Muriatic acid. [Mur-ac]
Perhaps the most characteristic symptom calling for this remedy is the extreme weakness; nose bleed of dark and putrid blood is also a prominent symptom. There is a foetid breath and oedematous uvula, a yellowish-gray deposit on fauces, tonsils, uvula and posterior pharyngeal wall; excoriating thin discharge from nose; pulse intermittent and patient weak; tongue dry, lips dry and cracked. It is a remedy decidedly applicable to low, poisoned states of the blood, such as are found in diphtheritic conditions. Albuminuria is present.
Nitric acid. [Nit-ac]
Excoriating discharges are characteristic of this remedy. In diphtheria, however, there is a peculiar symptom; there is much distress and uneasiness at the stomach and vomiting of all food; withal, there is prostration and a membrane in the nose and throat. Especially is **Nitric acid a remedy in nasal diphtheria, with a white deposit in the nose and ulcerative conditions which are sensitive, thus differing from the potashes; there is foetid odor and sticking pains in throat; the pulse is intermittent; swallowing is difficult and painful.

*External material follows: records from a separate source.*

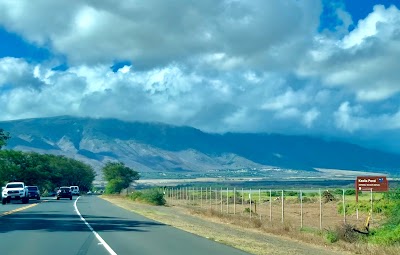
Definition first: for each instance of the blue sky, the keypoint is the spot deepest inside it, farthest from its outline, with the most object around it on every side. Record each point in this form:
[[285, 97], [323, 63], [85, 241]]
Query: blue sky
[[321, 68]]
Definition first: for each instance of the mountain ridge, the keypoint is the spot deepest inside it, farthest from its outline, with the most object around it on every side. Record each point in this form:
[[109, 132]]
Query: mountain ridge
[[168, 148]]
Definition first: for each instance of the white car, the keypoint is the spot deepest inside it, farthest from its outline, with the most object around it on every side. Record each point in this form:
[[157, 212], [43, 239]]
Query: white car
[[75, 190], [15, 191]]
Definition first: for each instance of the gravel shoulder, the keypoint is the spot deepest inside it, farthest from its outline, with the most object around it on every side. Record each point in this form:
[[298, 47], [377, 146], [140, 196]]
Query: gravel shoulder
[[250, 240]]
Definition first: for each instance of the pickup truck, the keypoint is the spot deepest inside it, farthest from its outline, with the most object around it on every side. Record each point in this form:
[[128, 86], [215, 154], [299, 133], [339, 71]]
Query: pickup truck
[[15, 191]]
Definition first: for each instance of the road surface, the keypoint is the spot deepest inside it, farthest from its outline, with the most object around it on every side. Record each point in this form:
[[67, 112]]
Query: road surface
[[90, 225]]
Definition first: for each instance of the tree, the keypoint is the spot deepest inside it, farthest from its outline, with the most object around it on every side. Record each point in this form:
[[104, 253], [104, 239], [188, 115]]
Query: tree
[[4, 136], [44, 170], [118, 176]]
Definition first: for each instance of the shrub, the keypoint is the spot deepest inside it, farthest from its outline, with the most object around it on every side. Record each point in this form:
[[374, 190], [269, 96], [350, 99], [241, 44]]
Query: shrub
[[332, 236], [346, 233], [327, 196], [151, 196]]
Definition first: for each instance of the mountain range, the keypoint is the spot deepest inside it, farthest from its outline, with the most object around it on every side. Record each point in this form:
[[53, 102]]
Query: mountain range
[[166, 148]]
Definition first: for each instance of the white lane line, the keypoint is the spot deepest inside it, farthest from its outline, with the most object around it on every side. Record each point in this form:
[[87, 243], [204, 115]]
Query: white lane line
[[108, 248]]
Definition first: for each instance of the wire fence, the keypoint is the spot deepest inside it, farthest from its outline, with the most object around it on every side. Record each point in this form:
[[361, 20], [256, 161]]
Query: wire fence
[[320, 209]]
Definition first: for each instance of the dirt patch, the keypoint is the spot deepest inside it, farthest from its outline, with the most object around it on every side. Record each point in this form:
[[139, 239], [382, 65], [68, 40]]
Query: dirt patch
[[248, 235]]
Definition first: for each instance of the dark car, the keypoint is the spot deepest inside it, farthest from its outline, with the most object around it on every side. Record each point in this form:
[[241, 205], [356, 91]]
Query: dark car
[[64, 192], [34, 192]]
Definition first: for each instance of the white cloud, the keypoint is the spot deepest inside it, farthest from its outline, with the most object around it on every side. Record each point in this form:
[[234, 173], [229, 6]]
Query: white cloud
[[157, 33], [365, 61], [216, 65]]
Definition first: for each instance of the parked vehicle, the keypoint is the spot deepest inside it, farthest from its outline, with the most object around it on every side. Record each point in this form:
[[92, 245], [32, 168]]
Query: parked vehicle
[[64, 192], [15, 191], [75, 190], [33, 192]]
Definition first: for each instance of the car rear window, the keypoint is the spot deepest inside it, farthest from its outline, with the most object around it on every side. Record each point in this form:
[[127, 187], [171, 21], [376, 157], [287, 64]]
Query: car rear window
[[11, 186]]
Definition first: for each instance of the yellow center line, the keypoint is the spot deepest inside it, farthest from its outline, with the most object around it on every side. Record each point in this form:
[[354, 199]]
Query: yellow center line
[[17, 210]]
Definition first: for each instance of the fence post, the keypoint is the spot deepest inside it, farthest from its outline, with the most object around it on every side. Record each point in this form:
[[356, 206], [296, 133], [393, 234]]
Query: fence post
[[270, 205], [250, 203], [283, 208], [210, 199], [234, 201], [320, 209], [201, 196], [221, 199], [344, 208], [227, 200], [301, 209], [242, 201], [216, 199], [259, 201]]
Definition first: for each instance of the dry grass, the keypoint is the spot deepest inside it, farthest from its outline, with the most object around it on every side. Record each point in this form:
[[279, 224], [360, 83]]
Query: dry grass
[[247, 234]]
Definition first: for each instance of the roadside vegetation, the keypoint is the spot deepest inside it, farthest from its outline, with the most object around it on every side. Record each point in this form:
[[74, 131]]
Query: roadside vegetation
[[43, 170], [118, 177]]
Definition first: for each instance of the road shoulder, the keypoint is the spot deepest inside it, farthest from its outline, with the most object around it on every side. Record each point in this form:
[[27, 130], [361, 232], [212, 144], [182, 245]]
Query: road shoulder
[[249, 240]]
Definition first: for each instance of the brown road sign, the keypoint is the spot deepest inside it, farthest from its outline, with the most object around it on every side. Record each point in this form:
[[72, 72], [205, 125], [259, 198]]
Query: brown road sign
[[376, 183], [371, 183]]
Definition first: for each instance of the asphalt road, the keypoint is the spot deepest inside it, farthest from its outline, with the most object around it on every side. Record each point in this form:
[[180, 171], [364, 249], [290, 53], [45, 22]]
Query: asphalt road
[[52, 226]]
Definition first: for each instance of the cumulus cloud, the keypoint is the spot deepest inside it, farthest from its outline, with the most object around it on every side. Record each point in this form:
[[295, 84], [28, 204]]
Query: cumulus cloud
[[227, 33], [365, 61], [252, 66]]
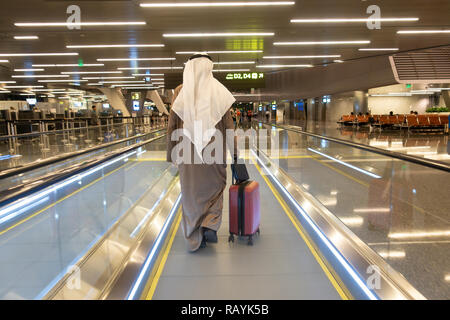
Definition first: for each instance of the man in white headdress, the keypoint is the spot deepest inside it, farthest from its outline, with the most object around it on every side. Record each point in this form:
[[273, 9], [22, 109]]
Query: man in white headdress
[[201, 108]]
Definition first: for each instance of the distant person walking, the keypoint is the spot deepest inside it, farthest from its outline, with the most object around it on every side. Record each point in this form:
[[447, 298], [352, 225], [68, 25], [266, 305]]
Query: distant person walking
[[200, 105], [94, 116]]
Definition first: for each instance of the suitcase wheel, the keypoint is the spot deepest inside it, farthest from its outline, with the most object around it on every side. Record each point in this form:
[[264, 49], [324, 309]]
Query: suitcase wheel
[[250, 240]]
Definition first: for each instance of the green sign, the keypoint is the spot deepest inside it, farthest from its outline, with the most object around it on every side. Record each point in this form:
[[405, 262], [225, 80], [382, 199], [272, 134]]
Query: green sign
[[245, 76]]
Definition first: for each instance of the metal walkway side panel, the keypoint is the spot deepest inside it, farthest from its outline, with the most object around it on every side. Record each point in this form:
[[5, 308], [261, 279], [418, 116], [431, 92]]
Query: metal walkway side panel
[[278, 266]]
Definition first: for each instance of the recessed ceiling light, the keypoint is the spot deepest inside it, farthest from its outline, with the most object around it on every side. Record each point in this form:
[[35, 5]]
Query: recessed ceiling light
[[100, 78], [151, 68], [422, 31], [217, 4], [231, 70], [70, 65], [83, 24], [26, 70], [223, 34], [218, 52], [37, 54], [308, 43], [26, 37], [338, 20], [285, 66], [302, 57], [138, 59], [378, 49], [41, 76], [91, 72], [116, 46]]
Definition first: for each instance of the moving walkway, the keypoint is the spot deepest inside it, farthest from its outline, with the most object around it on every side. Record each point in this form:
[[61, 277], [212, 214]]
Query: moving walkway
[[111, 230]]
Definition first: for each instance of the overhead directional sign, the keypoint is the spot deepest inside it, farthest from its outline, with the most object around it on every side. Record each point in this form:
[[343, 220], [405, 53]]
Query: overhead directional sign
[[245, 76], [242, 80]]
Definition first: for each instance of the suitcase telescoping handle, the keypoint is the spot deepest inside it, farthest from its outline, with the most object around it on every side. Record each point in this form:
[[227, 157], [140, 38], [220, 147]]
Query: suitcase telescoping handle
[[239, 172]]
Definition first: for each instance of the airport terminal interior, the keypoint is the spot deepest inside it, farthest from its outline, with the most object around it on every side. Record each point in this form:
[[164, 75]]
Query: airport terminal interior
[[341, 115]]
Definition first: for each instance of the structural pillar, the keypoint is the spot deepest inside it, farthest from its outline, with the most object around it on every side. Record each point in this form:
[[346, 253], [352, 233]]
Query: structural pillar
[[360, 102]]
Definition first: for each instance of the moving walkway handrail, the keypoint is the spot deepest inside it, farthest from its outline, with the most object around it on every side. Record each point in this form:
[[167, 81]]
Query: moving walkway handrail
[[360, 256], [18, 170], [417, 160], [16, 193]]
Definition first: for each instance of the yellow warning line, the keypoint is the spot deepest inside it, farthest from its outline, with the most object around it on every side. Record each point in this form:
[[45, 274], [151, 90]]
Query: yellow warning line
[[60, 200], [155, 280], [149, 160], [313, 250]]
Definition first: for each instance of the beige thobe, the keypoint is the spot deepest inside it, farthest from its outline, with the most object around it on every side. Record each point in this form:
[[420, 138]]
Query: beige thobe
[[202, 185]]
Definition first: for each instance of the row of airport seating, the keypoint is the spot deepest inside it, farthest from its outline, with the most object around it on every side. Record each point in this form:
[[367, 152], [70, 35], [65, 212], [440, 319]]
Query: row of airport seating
[[400, 121]]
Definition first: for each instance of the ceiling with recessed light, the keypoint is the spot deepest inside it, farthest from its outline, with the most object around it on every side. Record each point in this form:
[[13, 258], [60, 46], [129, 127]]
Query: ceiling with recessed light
[[263, 38]]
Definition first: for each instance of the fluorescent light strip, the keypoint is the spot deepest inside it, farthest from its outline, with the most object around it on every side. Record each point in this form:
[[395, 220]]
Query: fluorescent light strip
[[122, 82], [422, 31], [69, 65], [116, 46], [45, 90], [370, 174], [324, 239], [285, 66], [70, 80], [26, 37], [148, 75], [223, 34], [22, 87], [231, 70], [353, 20], [234, 62], [82, 24], [218, 52], [303, 57], [27, 70], [138, 59], [91, 72], [156, 246], [137, 88], [152, 68], [217, 4], [105, 78], [308, 43], [41, 76], [37, 54], [378, 49]]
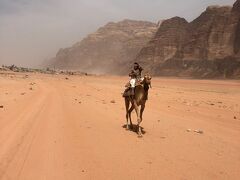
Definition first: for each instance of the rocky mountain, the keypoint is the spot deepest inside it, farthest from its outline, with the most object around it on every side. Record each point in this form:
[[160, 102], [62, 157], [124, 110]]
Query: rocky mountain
[[207, 47], [108, 49]]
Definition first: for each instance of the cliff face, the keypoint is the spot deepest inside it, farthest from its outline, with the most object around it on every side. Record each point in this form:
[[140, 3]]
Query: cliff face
[[206, 47], [109, 48]]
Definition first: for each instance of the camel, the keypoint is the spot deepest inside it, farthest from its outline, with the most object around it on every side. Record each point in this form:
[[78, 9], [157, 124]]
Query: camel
[[138, 102]]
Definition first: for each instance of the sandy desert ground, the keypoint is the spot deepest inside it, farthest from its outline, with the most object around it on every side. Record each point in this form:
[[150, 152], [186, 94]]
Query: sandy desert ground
[[53, 128]]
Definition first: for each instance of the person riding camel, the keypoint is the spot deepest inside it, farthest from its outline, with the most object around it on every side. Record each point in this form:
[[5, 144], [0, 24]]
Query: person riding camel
[[135, 75]]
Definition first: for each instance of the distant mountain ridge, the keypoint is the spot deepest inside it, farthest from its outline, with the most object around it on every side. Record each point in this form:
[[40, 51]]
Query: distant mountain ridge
[[108, 48], [207, 47]]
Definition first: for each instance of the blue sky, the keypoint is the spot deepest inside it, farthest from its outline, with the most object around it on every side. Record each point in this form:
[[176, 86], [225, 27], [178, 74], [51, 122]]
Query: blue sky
[[33, 30]]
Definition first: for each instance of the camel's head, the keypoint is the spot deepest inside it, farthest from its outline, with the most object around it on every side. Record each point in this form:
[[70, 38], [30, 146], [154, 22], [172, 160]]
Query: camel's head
[[147, 79]]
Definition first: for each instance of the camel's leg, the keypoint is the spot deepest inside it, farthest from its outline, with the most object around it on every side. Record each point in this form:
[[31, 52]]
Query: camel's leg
[[138, 119], [127, 102], [129, 113]]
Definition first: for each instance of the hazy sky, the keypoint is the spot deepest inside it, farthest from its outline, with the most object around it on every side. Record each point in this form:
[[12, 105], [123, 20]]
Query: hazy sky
[[33, 30]]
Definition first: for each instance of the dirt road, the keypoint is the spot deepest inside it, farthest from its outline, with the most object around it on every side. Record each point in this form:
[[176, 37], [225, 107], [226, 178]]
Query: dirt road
[[53, 128]]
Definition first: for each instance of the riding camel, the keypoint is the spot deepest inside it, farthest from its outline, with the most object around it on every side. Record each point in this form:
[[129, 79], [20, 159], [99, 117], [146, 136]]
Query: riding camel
[[137, 102]]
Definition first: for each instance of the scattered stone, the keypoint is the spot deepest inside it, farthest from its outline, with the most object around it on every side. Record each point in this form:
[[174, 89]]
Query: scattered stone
[[112, 101]]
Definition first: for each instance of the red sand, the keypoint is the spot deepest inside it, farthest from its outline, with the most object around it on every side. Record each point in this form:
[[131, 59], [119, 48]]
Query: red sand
[[69, 129]]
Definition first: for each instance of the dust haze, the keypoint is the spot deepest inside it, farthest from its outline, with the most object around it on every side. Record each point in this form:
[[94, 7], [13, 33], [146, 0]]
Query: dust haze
[[33, 31]]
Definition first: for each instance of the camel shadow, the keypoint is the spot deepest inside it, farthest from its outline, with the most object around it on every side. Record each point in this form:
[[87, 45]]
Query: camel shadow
[[134, 128]]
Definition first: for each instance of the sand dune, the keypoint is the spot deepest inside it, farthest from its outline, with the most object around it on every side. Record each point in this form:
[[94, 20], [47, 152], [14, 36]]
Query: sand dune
[[53, 127]]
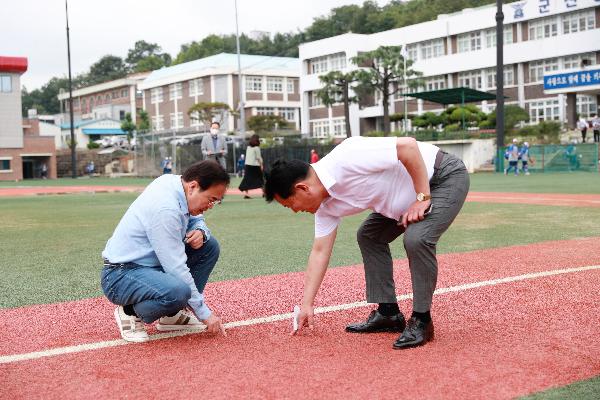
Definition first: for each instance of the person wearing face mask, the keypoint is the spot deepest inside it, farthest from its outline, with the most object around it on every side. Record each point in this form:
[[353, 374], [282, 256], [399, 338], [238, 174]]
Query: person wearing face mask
[[213, 146], [159, 258]]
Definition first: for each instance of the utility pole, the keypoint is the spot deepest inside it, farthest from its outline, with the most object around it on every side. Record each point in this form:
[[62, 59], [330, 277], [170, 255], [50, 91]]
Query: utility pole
[[73, 153], [499, 87]]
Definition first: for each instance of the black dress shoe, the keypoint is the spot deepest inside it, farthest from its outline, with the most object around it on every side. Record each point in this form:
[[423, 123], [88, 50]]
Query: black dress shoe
[[379, 323], [417, 333]]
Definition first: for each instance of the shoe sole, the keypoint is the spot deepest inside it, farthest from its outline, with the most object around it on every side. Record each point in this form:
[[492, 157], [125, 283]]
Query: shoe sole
[[167, 328], [135, 340]]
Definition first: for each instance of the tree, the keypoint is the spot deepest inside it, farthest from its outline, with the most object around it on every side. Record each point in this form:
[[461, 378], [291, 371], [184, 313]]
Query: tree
[[385, 73], [337, 87], [108, 68], [146, 57], [266, 123], [207, 112], [128, 126]]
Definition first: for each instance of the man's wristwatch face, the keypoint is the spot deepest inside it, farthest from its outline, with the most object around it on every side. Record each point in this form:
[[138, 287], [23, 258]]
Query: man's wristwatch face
[[423, 196]]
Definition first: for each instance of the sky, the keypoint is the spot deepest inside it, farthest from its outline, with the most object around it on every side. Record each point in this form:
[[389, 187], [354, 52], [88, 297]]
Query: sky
[[36, 29]]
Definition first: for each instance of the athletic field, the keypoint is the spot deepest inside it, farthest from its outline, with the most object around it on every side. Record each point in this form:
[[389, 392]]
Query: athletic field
[[516, 311]]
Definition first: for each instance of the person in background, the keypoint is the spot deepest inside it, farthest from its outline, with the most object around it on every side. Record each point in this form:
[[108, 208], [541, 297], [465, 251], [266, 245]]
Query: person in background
[[314, 156], [241, 164], [596, 127], [253, 169], [214, 147], [582, 125], [513, 157], [159, 258], [524, 156]]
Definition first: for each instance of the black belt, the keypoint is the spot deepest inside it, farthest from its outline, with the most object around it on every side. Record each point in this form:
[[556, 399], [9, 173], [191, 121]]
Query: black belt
[[108, 264]]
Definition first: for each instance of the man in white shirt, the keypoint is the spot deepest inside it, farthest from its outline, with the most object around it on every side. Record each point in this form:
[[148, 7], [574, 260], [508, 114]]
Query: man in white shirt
[[411, 187]]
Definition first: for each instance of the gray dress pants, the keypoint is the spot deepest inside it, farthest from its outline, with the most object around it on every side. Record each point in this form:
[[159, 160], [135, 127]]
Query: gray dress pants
[[449, 186]]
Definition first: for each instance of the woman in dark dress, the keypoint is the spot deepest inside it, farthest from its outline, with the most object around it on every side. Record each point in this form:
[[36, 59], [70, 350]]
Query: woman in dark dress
[[253, 170]]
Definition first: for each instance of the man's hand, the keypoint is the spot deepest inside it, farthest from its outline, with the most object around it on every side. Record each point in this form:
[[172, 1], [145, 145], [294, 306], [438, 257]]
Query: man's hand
[[415, 213], [214, 324], [305, 318], [195, 239]]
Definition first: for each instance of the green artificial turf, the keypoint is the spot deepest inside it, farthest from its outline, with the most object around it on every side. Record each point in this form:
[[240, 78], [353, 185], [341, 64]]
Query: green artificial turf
[[51, 245]]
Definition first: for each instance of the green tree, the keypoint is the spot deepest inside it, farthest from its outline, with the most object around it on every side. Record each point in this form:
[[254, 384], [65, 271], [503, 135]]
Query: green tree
[[208, 112], [266, 123], [106, 69], [146, 57], [336, 88], [385, 67], [128, 126]]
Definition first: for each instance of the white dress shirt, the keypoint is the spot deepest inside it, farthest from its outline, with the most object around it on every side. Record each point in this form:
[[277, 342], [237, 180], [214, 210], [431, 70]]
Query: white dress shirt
[[364, 173]]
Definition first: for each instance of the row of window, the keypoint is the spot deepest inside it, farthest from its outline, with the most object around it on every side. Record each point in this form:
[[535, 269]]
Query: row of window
[[5, 84]]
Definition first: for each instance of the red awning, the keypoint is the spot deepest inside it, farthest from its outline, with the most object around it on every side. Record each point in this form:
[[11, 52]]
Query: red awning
[[13, 64]]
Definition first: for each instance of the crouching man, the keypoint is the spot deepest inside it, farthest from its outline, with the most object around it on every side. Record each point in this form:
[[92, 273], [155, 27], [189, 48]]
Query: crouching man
[[159, 258], [413, 188]]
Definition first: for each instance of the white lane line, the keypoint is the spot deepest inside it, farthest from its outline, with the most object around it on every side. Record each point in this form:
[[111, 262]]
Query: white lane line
[[281, 317]]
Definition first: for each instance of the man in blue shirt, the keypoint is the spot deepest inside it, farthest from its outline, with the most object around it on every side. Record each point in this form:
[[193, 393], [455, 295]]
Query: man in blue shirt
[[161, 254]]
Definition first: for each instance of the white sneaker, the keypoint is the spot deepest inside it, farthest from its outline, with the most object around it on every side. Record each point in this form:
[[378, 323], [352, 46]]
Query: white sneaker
[[184, 319], [131, 327]]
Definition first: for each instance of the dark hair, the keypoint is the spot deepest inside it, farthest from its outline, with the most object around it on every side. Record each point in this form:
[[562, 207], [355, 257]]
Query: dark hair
[[254, 141], [207, 173], [283, 176]]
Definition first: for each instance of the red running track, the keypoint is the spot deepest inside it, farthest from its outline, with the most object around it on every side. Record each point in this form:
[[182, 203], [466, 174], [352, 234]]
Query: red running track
[[496, 341]]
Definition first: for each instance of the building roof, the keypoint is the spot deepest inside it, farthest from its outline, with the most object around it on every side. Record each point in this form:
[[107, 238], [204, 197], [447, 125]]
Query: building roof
[[13, 64], [223, 63], [454, 96]]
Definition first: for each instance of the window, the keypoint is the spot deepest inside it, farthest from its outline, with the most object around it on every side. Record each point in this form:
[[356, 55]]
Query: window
[[274, 84], [435, 83], [543, 28], [537, 69], [195, 119], [432, 48], [265, 111], [158, 123], [321, 129], [579, 21], [318, 65], [574, 61], [490, 36], [544, 110], [289, 114], [177, 120], [290, 85], [156, 96], [508, 74], [469, 42], [470, 79], [254, 83], [586, 105], [175, 91], [337, 61], [5, 84], [196, 87], [339, 127], [315, 101]]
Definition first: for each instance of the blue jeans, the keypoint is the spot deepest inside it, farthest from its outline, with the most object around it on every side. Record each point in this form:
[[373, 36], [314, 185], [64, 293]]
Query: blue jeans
[[154, 293]]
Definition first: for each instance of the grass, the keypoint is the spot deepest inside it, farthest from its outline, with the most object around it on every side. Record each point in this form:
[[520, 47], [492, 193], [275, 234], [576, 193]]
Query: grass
[[577, 182], [51, 245]]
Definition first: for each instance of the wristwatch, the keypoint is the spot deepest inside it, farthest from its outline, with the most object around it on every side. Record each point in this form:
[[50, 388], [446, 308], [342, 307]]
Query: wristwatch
[[423, 196]]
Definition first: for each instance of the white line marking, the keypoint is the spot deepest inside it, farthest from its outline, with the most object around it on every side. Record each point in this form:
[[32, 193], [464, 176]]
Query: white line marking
[[281, 317]]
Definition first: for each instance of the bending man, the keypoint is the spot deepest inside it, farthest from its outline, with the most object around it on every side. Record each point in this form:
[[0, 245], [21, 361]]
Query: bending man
[[412, 188], [161, 254]]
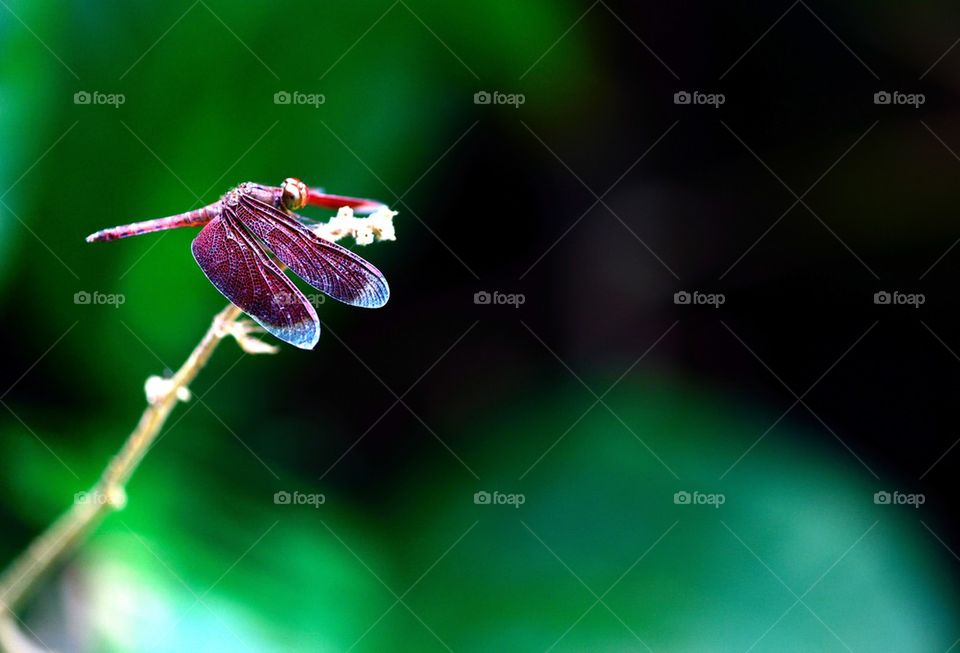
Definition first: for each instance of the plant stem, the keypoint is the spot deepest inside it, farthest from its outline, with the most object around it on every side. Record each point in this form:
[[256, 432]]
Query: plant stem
[[26, 571]]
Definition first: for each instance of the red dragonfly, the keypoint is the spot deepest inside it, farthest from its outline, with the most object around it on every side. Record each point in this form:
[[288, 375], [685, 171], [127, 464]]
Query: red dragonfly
[[229, 251]]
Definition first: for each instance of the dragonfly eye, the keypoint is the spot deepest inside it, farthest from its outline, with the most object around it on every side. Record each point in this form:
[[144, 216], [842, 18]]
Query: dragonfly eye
[[294, 195]]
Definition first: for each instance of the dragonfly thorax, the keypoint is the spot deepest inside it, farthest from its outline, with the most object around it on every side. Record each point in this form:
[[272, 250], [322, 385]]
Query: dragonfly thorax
[[294, 193]]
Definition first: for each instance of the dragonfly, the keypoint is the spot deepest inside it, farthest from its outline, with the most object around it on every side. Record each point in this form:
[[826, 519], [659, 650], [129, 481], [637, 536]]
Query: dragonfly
[[232, 251]]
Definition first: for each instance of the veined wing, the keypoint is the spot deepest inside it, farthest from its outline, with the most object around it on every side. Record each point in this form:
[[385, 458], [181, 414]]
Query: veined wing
[[326, 266], [238, 267]]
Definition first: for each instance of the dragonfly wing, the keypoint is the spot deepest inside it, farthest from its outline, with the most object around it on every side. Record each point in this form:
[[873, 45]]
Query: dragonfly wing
[[326, 266], [238, 267]]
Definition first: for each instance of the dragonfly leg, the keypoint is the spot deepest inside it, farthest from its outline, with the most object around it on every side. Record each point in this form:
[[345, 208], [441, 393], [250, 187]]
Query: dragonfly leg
[[316, 197]]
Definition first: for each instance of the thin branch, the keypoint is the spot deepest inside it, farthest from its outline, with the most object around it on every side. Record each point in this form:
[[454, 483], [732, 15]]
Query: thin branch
[[62, 537]]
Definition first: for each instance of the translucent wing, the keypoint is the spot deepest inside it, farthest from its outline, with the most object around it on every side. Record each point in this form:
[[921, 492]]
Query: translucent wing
[[238, 267], [336, 271]]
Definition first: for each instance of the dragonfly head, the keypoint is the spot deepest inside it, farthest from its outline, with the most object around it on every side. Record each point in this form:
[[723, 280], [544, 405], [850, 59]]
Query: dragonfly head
[[294, 194]]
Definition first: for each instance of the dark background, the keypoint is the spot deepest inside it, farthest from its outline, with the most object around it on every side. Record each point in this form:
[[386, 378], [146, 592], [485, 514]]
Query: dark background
[[493, 198]]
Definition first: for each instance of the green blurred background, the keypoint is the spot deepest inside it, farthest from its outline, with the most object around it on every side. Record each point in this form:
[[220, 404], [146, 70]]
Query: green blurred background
[[596, 402]]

Pain in the back and limbs, a general aching all over with great prostration are general characteristics of this remedy, and if we get, in addition to these, highly-inflamed throat, which is much swollen, so sore and sensitive that deglutition is almost impossible, pain shooting to ears, thick- coated tongue, foetid breath, swollen glands, high, rapid and weak pulse and a grayish membrane, we have a picture of diphtheria that **Phytolacca will cure. Great burning in the throat is also an indication, and chilliness as the disease commences.
Drs. Burt and Bayes recommend the tincture and also the use of a gargle. Other observers also consider the remedy as specific, and it probably is with the foregoing indications.
Last, but not least, we have **Arsenicum, and it may save when no remedy will. It is mainly a remedy indicated by its general symptoms alone, such as low fever, prostration, restlessness, thirst, foetid breath, etc., hence it is not a true diphtheria remedy. It is most useful in the later stage of the disease when indicated by these very symptoms, and when, perhaps, in spite of other remedies, the patient has been constantly going down hill, until the very adynamic condition, met so well by **Arsenicum, has been reached.
The throat will be much swollen inside and out, the membrane will be dark, and there will be much foetor, and there will be present considerable oedema. It may correspond to the prodromal stage also, with the tired-out feeling, thirst and feverish flush.
**Arsenic iodide may prove curative for the septic conditions and hoarseness which sometimes remain after diphtheria.